Resume: In 2009 Bulgaria issued this block (Mi 313) commemorating the re-establishment of the country’s independence where the current coat of arms (bottom) is rendered completely wrong.
So, this is not about an error during the printing process but rather a blunder from the designer, Stefan Gruev, and the issuing administration. When Gruev was commissioned with creating the block, he’d failed to consult the only reliable source regarding the visual rendition of Bulgaria’s coat of arms, the relevant law (the link is to the English version of the law on the website of Bulgaria’s Parliament where there is an image too).
Instead, he took inspiration from somewhere else. This, I suppose, is the usual way artists act, but trespassing of the laws regarding the use of state symbols. Of course, there’s an explanation, though not an excuse, to his decision.

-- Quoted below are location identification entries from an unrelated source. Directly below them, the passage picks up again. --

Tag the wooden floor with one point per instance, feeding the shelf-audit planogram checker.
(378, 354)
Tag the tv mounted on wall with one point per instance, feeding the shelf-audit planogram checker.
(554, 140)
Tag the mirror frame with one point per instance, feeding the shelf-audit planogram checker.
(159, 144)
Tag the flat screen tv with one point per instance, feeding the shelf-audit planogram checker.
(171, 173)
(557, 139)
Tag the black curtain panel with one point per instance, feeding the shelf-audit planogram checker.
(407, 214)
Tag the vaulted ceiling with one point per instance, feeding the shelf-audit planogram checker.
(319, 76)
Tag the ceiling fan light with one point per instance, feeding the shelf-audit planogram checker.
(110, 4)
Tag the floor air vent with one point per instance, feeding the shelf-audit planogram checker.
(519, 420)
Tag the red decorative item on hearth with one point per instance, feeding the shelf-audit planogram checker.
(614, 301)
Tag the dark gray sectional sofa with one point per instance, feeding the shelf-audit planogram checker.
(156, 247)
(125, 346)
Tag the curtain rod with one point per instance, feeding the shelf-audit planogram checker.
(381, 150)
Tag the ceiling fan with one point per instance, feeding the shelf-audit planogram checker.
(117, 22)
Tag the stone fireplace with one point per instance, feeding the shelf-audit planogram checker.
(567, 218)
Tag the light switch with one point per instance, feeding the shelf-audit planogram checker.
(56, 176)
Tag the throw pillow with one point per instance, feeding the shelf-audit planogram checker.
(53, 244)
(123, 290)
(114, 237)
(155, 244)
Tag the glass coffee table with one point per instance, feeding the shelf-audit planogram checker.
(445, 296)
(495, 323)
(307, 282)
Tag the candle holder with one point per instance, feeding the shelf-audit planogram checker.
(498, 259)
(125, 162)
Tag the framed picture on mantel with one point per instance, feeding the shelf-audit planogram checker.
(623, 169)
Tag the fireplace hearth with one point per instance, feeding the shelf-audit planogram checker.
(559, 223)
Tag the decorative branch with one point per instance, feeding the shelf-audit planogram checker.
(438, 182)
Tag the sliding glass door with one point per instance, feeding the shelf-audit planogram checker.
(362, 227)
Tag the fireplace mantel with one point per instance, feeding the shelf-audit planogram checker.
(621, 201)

The current image of the national coat of arms was adopted by the Parliament in 1997 after months of discussions (during this time striking was the absence of any heraldic expertise). In the meantime, Bulgaria’s President had ordered for the Ceremonial Hall of the institution a plastic figure of the coat of arms. A movie production company was commissioned with creating it. The author of the official coat of arms, Georgi Chapkanov, made a big fuss about it (an article in Bulgarian from that time).
The result was that the ‘false’ coat of arms was widely circulated on the web, hence our stamp designer might have easily found it ten years later and took it for the ‘real thing’.